Espetáculo teatral para usuários de Centros de Atenção Psicossocial e Hospitais Psiquiátricos

Acontece nos dias 05 e 06 de setembro, às 15h, no Teatro João do Vale, em São Luís, o espetáculo teatral “Estamira – Beira do Mundo”. As duas apresentações serão especialmente voltadas para usuários de Centros de Atenção Psicossocial e Hospitais Psiquiátricos, assim como estudantes e profissionais da área de saúde. As entradas serão gratuitas e após as apresentações será realizado um debate com o público presente.

A ação é uma extensão da turnê de circulação que foi desenvolvida nos CAPS do Rio de Janeiro, em 2011, e em Brasilia, Goiânia e Taguatinga, em 2013. Diante dos excelentes resultados a Momoenddas Produções Artísticas, realizadora do espetáculo, resolveu fazer o movimento inverso: levar os usuários dos CAPS para o teatro, com o intuito de incentivar a reintegração social dos mesmos.

Resumo

Grande sucesso de público e crítica em 2011, “Estamira – Beira do Mundo” esteve na lista dos 10 melhores espetáculos na seleção do jornal O Globo, entre as três melhores peças em cartaz na seleção da revista Veja Rio e entre os melhores espetáculos na seleção da revista Bravo!.

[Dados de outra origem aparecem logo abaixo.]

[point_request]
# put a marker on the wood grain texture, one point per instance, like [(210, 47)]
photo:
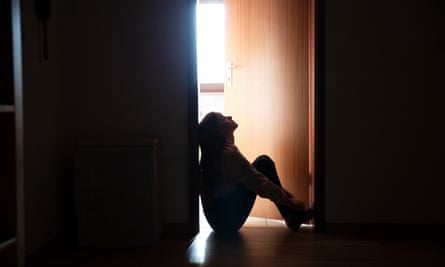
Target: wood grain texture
[(267, 41), (259, 246)]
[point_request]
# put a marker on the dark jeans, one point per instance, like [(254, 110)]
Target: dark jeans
[(227, 214)]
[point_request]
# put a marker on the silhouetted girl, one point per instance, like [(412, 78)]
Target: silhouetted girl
[(230, 183)]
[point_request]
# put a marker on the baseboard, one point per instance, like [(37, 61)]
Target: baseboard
[(179, 231), (386, 228)]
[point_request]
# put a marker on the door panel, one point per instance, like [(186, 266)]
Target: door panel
[(267, 43)]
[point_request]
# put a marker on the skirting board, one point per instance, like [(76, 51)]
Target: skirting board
[(385, 228)]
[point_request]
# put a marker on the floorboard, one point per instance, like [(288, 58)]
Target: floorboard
[(261, 246)]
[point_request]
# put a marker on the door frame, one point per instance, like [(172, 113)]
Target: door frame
[(318, 120)]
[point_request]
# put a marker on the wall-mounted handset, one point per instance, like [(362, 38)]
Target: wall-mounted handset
[(43, 12)]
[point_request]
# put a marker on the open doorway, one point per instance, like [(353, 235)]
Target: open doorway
[(265, 59)]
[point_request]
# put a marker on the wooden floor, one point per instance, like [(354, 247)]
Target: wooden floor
[(256, 245)]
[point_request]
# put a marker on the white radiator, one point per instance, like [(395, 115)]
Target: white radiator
[(117, 188)]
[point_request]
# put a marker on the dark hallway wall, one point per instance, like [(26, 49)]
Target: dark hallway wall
[(384, 111), (116, 69)]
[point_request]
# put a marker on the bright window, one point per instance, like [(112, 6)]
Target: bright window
[(210, 43)]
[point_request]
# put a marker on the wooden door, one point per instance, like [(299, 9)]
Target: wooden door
[(267, 44)]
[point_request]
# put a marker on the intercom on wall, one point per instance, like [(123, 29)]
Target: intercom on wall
[(43, 12)]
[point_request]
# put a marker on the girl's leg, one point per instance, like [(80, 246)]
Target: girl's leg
[(266, 166)]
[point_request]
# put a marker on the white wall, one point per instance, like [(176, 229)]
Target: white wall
[(384, 112)]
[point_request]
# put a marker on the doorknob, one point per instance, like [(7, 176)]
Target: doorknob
[(229, 67)]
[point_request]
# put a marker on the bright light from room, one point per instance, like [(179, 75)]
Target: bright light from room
[(210, 43)]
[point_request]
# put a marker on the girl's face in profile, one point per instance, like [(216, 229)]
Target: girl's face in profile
[(226, 126)]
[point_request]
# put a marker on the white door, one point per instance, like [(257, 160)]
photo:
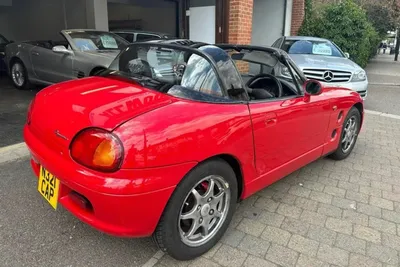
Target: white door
[(202, 24)]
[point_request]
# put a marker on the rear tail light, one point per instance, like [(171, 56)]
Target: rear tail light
[(97, 149), (29, 112)]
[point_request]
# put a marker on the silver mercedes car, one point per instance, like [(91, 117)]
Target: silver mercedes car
[(323, 60), (77, 54)]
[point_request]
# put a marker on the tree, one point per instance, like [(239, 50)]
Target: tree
[(381, 18), (347, 25)]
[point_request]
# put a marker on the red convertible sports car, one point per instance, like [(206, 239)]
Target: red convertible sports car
[(169, 138)]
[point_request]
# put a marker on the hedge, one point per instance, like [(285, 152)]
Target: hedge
[(347, 25)]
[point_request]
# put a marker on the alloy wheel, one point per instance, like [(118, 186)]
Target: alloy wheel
[(17, 74), (204, 211)]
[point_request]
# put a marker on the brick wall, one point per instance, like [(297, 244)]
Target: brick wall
[(240, 26), (240, 21), (297, 16)]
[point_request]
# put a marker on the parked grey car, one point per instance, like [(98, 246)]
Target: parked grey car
[(79, 54), (322, 60)]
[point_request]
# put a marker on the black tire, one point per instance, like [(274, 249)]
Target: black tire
[(342, 153), (97, 71), (167, 234), (26, 84)]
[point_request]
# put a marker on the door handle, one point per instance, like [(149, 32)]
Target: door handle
[(269, 122), (270, 119)]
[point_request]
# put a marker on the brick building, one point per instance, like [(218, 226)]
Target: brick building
[(258, 22), (243, 20)]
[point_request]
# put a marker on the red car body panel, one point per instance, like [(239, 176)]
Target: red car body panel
[(165, 137)]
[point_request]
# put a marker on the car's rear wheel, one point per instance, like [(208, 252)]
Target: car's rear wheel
[(19, 75), (199, 211), (348, 138)]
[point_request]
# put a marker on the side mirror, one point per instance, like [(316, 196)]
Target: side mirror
[(313, 87), (61, 50)]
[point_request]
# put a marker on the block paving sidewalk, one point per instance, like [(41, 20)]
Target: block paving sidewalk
[(327, 214)]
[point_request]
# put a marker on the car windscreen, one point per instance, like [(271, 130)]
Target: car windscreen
[(95, 40), (170, 66), (252, 63), (311, 47)]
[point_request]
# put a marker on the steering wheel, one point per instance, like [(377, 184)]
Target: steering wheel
[(277, 92)]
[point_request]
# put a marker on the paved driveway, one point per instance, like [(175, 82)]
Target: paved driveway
[(13, 106), (327, 214)]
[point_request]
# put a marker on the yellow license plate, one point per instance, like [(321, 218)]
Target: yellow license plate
[(48, 187)]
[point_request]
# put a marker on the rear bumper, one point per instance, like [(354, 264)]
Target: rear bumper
[(128, 206), (359, 87)]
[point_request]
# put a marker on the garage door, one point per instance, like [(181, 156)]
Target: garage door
[(147, 15), (268, 21)]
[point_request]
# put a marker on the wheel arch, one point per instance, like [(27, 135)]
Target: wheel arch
[(96, 70), (360, 107), (13, 60), (236, 167)]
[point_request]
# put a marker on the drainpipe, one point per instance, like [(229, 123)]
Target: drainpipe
[(65, 15)]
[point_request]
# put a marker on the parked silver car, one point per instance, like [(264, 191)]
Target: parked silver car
[(79, 54), (322, 60), (141, 36)]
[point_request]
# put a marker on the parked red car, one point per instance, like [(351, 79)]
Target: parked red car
[(170, 138)]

Adaptação a quatro mãos para o teatro – Dani Barros e Beatriz Sayad assinam juntas a dramaturgia do espetáculo – do premiado documentário Estamira, de Marcos Prado, sobre a história real de uma mulher descoberta pelo cineasta no Aterro Sanitário do Jardim Gramacho e que se tornou personagem central de seu filme.

Uma catadora de lixo, doente mental crônica, com uma percepção do mundo surpreendente e devastadora. A peça não só é um documentário sobre Estamira, mas também um depoimento pessoal e artístico de Dani Barros, que reconheceu na história da personagem da vida real retratada no filme de Marcos Prado parte de sua experiência pessoal. O pano de fundo da história é o lixão, porta pela qual adentramos o universo de Estamira. Lá são encontradas cartas, memórias, histórias que não conseguimos jogar fora.

Com uma linguagem que passa do grotesco ao sublime, do drama à comédia, o espetáculo é palco para a tensão entre a loucura e normalidade, realidade e ficção.